Defendant's Counsel indicated that she was in possession of some case
authority in this regard but she did not place sufficient
emphasis on
those cases.
[138]
I have considered the soft-tissue injuries to the back and neck and I
have considered the fact that Plaintiff suffers pain
on an ongoing
basis. I have taken into account the evidence led by the Plaintiff as
well as the evidence of the Plaintiff regarding
the injuries suffered
and the pain and suffering of the Plaintiff.
[139]
Although Plaintiff was not hospitalised and that she failed to attend
medical treatments which alleviated and also cured her
symptoms I
have to attempt to compensate the Plaintiff for her pain and
suffering taking the broadest general considerations. I
have also
attempted to arrive at an amount that is fair in the circumstances.
[140]
Plaintiff suffered, in essence, a whiplash injury and suffers pain
and suffering - some of it related to the accident and
some of it
not. The evidence of the Plaintiff as to why she stopped treatment
gave the impression that she simply was too busy
getting on with life
to bother attending treatments that were to her benefit. In the Van
Vuuren case there was a financial constraint
to attending
physiotherapy treatments and in this matter that was not the case. In
a report Plaintiff suggested this but in evidence
Plaintiff did not
persist with this as a basis for her avoiding treatment.
[141]
I have considered the Van Vuuren case
supra
and
I regard the facts of the current case to be comparable insofar as
the nature of the injuries and
the
effects are concerned.

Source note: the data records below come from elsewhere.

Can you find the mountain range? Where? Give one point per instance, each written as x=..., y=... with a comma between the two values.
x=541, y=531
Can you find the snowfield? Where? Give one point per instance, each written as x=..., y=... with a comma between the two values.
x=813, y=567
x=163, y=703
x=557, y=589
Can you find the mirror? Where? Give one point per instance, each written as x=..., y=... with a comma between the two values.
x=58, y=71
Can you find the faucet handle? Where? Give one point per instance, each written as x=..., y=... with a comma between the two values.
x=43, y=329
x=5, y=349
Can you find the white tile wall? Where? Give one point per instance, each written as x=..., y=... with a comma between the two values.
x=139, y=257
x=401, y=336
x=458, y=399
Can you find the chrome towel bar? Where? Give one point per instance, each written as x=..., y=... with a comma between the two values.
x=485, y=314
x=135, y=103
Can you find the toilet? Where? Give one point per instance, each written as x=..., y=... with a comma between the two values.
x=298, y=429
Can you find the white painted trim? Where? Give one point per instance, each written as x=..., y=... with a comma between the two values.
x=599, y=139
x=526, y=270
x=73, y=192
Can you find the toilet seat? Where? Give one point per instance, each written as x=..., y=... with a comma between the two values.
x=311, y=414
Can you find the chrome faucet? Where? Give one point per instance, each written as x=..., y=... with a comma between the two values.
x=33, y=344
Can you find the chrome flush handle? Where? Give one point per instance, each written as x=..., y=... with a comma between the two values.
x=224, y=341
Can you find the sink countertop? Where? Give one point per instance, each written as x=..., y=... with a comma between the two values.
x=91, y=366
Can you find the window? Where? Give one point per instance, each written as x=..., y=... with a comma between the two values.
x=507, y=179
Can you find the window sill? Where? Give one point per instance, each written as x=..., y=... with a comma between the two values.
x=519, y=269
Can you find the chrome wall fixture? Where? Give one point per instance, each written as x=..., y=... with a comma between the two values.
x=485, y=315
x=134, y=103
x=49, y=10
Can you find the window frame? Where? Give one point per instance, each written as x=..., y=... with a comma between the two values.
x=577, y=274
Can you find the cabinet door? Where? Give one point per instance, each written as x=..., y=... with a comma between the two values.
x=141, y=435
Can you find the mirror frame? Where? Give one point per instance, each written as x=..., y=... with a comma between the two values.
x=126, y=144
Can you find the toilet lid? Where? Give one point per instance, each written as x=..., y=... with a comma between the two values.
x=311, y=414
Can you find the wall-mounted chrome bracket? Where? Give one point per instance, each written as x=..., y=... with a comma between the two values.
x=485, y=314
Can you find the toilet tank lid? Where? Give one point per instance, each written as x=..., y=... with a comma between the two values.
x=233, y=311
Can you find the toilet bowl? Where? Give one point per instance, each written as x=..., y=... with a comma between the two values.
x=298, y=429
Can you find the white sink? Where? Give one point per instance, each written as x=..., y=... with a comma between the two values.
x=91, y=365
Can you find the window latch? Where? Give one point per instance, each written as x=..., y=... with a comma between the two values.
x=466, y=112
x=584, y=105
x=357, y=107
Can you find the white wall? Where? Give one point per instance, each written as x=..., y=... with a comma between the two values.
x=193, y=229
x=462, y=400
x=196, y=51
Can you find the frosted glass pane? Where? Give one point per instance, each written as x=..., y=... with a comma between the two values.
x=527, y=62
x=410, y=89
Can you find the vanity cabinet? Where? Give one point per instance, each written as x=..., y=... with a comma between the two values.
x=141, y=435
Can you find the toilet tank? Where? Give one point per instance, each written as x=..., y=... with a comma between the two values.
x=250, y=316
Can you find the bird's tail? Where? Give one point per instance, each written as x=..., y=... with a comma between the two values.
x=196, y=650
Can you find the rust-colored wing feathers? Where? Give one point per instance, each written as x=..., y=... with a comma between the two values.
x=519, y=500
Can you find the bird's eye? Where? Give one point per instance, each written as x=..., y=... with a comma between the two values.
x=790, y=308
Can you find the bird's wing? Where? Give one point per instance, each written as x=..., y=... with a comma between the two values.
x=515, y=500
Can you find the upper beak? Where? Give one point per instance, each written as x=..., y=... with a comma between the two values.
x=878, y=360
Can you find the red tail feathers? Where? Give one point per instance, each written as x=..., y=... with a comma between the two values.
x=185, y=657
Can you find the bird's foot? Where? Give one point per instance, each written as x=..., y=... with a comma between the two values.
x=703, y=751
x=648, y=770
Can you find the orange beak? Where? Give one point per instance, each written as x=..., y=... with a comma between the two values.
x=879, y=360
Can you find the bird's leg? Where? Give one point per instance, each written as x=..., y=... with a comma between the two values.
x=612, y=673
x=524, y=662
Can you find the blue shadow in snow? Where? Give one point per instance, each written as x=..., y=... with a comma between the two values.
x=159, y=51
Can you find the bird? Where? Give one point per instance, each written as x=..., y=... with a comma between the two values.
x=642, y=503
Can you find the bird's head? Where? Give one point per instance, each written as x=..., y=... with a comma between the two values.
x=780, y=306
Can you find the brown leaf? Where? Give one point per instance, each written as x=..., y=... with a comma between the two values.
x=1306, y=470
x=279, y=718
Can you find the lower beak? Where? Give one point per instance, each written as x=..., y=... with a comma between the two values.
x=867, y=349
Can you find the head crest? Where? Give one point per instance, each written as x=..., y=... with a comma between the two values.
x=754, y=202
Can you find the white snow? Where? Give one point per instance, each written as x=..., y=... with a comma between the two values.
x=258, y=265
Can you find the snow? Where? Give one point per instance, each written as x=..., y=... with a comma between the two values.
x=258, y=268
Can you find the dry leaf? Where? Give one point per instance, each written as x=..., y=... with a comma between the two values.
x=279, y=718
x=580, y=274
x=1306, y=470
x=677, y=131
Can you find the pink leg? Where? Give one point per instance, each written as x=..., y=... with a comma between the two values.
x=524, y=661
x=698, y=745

In the Van Vuuren case
supra
the
was forced to bear the pain whereas in this case the Plaintiff had
alternatives which she simply refused to take advantage of.
I am,
therefore, of the view that it is fair, having regard to the
circumstances to award the Plaintiff the sum of R100 000,00
in
respect of general damages.
COSTS
[142]
I have been asked to remain silent as to costs and to reserve
granting a costs order and that the parties wish to argue the
issue
of costs after the determination on quantum has been made.
ORDER
[143]
I accordingly order that:
[143.1]
The Ptemtrff having
been
conceded by the Defendant that the Plaintiff is entitled to 100% of
the amount proved.
[143.2]
That the Defendant be ordered to pay to the Plaintiff the sum of R100
000,00 in respect of General Damages.
[143.3]
The Defendant shall pay interest on the aforesaid sum mentioned in
paragraph 143.2 above at the legal rate calculated from
fourteen (14)
days after the date of judgment to date of payment.
[143.4]
The Defendant shall furnish the Plaintiff with an undertaking in
terms of
Section 17(4)(a)
of the
Road Accident Fund Act 56 of 1996
for the Plaintiff's costs of future accommodation in a hospital or
nursing home or treatment of or rendering of a service or supplying

of goods to her.
[143.5]
The costs be reserved for determination on argument.